Less daffy than I thought

kw: book reviews, nonfiction, humor, life situations

Dave Barry has written a bunch of books, 38 according to the end papers of Live Right and Find Happiness (Although Beer is Much Faster): Life Lessons and Other Ravings from Dave Barry. Some 25 of them are a genre I'd call "humorified autobiography", including this one. And I suspect that many of his chapters, or parts of chapters, began as material in his long-running column in the Miami Herald.

In view of the fact that he's a couple years shy of 70, this book seems to cover about the last three years, with flashbacks all over the place. "All over the place" is a good description of his style(s) of humor.
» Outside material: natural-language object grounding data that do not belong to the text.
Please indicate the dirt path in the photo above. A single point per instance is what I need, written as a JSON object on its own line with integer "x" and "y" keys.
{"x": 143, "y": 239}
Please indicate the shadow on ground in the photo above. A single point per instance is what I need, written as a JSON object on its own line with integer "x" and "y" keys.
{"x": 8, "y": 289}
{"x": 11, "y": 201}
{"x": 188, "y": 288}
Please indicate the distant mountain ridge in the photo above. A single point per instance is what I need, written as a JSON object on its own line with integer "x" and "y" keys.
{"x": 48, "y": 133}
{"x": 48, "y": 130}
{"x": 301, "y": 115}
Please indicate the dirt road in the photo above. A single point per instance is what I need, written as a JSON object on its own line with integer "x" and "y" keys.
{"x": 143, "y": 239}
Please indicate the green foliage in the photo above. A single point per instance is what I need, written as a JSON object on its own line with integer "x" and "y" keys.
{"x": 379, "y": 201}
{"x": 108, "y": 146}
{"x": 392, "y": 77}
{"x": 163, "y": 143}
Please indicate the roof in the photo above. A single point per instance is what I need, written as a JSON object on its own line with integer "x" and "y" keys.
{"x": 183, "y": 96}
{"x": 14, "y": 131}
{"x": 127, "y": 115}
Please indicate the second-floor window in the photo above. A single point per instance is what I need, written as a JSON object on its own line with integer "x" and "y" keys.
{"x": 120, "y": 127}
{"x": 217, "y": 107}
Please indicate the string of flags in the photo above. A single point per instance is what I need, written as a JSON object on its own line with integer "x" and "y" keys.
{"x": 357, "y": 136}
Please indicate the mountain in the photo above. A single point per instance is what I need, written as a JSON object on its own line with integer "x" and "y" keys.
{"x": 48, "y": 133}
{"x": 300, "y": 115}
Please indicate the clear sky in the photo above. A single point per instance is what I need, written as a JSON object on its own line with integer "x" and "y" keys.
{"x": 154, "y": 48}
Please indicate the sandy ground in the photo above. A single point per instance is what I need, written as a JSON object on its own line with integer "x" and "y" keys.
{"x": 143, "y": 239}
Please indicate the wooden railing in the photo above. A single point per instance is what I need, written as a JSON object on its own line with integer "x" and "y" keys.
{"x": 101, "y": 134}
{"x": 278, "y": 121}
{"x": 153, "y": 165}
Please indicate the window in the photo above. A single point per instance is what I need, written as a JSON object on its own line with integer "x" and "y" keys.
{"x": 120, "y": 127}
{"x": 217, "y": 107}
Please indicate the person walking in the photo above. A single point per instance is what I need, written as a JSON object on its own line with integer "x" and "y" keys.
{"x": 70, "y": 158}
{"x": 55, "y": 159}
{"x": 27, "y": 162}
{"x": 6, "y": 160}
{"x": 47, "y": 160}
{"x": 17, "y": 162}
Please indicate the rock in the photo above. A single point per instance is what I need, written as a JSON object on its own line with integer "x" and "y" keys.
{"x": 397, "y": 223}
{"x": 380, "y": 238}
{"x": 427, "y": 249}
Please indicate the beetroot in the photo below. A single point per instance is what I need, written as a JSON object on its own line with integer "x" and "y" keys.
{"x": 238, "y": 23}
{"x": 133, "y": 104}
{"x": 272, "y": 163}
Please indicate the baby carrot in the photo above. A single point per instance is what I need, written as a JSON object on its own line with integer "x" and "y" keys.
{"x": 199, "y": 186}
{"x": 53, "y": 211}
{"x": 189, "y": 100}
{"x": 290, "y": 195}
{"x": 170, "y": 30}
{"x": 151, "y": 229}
He has remarkable range, from studied exaggeration ("…our youth soccer experience involves spending many hours in parking lots during heavy downpours…") to wild exaggeration (reviewing Google Glass, he suggests a few things, including "It should be able to shoot pepper spray") to absurd exaggeration (the chapter "Cable News is On It", which begins with tepid non-reporting of a near-non-rumor and passes through "Bob, it's to soon to speculate, but if Americans aren't fully prepared to shoot and eat their neighbors, they have as much chance of survival as a moth in a bug zapper" on its way to nuclear apocalypse).

He ends with a letter to his infant grandson, which largely centers on the reasons why mustard and ketchup don't need refrigeration. A point to ponder: the condiments in restaurants are left out all day…

I guess that's about as much review as I can wring out of this one. Fun.